Was auffällt, ist seine neue Lockerheit im Umgang mit Medien, Fans und auch Gegnern.

Sdunek:

Das stimmt, er ist viel lockerer geworden, was bestimmt durch seine politischen Erfahrungen kommt. Ich habe das im Camp gesehen, als er mit seinem Sparringspartner Sherman Williams über die Präsidentenwahl in den USA diskutiert hat, diese neue Lockerheit hilft auch mir. Immer wenn ich mal ins Grübeln verfallen bin, hat er mich aufgemuntert und gesagt: "Fritz, mach dir keine Sorgen!"



Abendblatt:

Muss man sich Sorgen machen, dass er vielleicht zu locker ist und Peter unterschätzt?

Sdunek:

Niemals! Wer gesehen hat, wie Vitali seine Sparringspartner verschlissen hat, der weiß, wie ernst er den Kampf nimmt. Und Vitali ist ein Wettkampftyp, der ist im Ring immer noch schärfer als im Training.



Abendblatt:

Was ist denn der Schlüssel zum Sieg gegen Peter?

Sdunek:

Die Nervenstärke. Peter wird versuchen, den Kampf in den ersten Runden mit Gewalt zu beenden. Er wird viel halten, den Infight suchen und viel auf den Hinterkopf schlagen.
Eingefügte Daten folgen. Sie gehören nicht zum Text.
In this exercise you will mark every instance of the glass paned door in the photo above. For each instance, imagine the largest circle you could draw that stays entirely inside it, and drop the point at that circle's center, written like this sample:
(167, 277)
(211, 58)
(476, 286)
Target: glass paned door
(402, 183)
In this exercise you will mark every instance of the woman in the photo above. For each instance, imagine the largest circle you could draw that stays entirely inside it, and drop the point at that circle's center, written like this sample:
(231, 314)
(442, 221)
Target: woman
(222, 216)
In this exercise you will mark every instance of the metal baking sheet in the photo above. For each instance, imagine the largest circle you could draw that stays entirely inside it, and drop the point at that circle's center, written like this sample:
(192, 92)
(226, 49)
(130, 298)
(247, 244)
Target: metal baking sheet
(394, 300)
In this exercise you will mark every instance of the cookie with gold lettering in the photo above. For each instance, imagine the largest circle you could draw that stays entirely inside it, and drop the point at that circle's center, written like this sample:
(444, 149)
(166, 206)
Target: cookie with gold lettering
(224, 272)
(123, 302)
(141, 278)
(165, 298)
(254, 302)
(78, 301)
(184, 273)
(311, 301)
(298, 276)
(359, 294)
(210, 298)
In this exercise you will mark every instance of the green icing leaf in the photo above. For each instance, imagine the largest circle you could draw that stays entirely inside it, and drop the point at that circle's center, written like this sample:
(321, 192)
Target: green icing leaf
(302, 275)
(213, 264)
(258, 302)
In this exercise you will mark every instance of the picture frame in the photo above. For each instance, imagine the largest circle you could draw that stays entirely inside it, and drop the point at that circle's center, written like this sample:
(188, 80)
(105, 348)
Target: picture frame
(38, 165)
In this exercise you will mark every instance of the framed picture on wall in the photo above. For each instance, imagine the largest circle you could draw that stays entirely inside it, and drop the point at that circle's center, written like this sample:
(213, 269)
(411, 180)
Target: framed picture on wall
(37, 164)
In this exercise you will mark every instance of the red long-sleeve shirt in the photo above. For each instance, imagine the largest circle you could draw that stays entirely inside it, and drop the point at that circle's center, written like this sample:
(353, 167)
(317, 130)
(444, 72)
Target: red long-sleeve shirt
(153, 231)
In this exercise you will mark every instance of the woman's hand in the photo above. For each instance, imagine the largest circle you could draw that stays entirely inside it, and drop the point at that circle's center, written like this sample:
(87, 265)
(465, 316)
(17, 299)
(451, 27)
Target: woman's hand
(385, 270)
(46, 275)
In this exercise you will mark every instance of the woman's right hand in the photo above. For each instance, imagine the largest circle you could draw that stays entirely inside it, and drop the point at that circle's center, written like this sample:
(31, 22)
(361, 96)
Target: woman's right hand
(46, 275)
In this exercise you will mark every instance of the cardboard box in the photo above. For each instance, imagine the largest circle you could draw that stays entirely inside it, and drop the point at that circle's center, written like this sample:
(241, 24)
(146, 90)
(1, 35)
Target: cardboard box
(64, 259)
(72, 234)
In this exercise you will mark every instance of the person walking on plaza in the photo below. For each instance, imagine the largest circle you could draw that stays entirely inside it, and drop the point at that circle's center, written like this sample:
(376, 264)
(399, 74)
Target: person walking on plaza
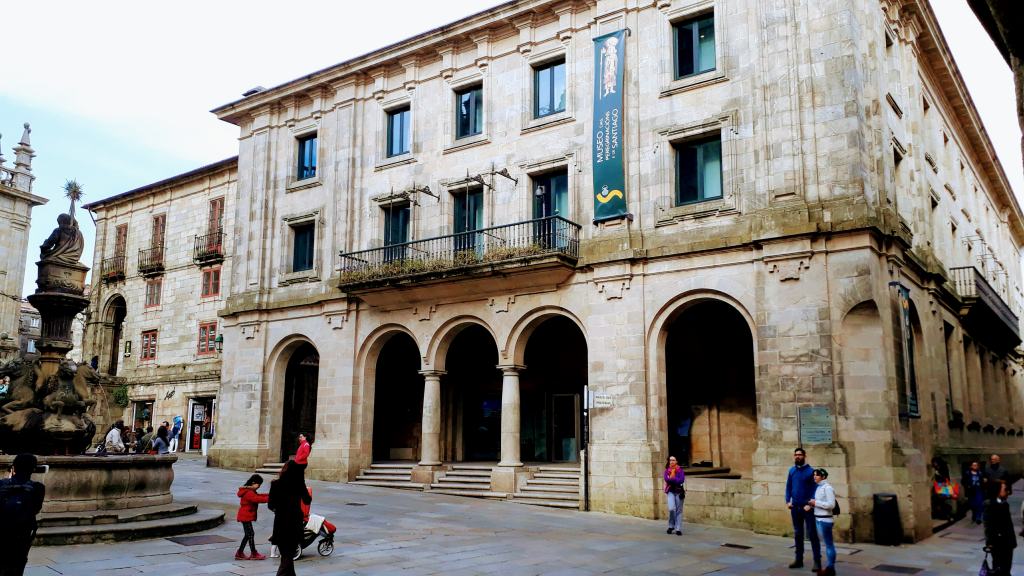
(800, 489)
(286, 496)
(249, 501)
(993, 475)
(973, 483)
(822, 505)
(675, 491)
(20, 500)
(1000, 539)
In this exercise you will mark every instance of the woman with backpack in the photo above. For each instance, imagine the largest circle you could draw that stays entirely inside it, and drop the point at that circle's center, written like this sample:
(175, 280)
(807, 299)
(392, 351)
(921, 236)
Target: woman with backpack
(824, 507)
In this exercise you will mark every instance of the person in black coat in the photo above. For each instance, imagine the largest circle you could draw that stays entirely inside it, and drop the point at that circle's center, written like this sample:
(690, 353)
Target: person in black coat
(1000, 539)
(286, 494)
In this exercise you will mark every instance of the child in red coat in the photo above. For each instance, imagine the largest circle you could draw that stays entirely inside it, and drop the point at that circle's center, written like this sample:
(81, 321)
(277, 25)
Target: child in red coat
(249, 500)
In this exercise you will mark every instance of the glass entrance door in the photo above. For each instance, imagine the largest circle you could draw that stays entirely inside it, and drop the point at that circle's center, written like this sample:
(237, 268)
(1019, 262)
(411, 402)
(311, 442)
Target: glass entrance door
(565, 427)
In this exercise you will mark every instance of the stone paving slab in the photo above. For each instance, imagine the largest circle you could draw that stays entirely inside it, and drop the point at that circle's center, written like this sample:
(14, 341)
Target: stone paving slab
(409, 533)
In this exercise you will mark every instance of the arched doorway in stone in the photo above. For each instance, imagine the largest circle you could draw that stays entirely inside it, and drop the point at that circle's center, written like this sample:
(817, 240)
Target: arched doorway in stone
(397, 401)
(710, 392)
(299, 416)
(551, 391)
(472, 396)
(114, 319)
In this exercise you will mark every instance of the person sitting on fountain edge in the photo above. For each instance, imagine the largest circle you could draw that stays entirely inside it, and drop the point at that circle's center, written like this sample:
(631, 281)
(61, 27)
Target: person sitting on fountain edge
(20, 500)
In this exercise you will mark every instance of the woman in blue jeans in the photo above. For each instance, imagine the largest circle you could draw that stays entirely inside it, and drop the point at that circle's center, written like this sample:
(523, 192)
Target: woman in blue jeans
(822, 504)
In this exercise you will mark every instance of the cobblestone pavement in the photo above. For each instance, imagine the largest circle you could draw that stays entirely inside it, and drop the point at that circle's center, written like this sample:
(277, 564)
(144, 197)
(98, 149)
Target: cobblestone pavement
(385, 531)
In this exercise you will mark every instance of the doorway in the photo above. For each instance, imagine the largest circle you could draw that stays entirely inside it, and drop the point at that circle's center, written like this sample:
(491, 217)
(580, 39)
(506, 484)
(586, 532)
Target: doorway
(301, 380)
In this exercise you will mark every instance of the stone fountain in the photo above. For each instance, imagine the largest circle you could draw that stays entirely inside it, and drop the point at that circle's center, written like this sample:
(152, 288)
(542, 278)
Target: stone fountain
(45, 409)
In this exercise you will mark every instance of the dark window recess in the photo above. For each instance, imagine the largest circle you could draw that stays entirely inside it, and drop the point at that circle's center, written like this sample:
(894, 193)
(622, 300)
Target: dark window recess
(549, 89)
(307, 157)
(469, 116)
(302, 252)
(399, 131)
(698, 170)
(694, 40)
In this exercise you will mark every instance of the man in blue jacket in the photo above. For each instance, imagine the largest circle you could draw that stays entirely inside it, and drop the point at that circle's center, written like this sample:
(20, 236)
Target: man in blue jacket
(800, 488)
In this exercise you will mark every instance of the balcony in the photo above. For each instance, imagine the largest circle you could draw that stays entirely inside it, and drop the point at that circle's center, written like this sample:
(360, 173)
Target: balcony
(984, 312)
(113, 269)
(209, 248)
(497, 259)
(151, 260)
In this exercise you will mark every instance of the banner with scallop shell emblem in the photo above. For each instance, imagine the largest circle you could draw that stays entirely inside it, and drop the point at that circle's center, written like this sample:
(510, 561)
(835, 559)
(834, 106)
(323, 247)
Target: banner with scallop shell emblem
(609, 175)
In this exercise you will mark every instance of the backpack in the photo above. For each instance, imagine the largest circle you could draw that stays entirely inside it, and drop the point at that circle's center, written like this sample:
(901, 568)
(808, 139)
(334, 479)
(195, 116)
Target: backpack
(17, 503)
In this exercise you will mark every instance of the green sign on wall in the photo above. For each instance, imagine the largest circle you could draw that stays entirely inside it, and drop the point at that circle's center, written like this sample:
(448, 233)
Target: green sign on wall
(609, 173)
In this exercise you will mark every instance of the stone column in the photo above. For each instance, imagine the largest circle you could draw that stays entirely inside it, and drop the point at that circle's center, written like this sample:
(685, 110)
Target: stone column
(430, 445)
(510, 415)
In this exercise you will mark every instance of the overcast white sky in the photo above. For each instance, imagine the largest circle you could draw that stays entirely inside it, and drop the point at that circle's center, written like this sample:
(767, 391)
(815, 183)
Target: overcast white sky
(118, 92)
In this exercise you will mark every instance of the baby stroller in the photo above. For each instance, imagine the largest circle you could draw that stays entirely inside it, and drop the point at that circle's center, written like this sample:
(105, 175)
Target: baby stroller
(317, 527)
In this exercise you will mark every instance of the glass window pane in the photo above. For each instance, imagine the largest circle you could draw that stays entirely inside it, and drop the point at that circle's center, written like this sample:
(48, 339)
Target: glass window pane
(706, 42)
(712, 169)
(558, 99)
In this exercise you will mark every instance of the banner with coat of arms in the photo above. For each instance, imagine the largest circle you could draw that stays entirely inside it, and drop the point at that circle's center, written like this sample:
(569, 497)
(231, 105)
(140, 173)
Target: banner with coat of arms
(609, 173)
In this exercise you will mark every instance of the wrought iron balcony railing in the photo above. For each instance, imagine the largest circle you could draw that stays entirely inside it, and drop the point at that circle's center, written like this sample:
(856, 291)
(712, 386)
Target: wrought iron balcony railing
(972, 287)
(151, 260)
(519, 242)
(209, 248)
(113, 269)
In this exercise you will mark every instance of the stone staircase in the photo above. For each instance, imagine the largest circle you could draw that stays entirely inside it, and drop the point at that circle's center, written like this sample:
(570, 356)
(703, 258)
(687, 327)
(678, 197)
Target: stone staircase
(556, 487)
(466, 480)
(395, 475)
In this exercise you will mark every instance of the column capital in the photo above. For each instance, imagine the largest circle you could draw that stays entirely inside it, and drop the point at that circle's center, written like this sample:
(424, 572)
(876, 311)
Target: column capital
(510, 368)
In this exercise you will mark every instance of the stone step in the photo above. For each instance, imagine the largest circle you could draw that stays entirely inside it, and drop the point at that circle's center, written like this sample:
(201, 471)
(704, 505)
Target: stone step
(115, 517)
(548, 496)
(388, 484)
(563, 489)
(471, 493)
(554, 482)
(57, 535)
(549, 503)
(557, 476)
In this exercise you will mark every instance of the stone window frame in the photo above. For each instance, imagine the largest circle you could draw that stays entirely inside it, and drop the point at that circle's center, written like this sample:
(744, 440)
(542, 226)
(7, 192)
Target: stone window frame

Er ist sehr gefährlich, setzt sehr gut nach. Aber wenn Vitali da cool bleibt, wird er ihn ins Leere laufen lassen und dann die Fehler nutzen, die Peter macht, zum Beispiel über die fallende Rechte den linken Haken ins Ziel bringen. Und dann wird er gewinnen.



Abendblatt:

Und danach seine Karriere beenden?

Sdunek:

Nein, wenn er siegt, denke ich, dass er weitermacht. Über eine Niederlage haben wir nicht gesprochen.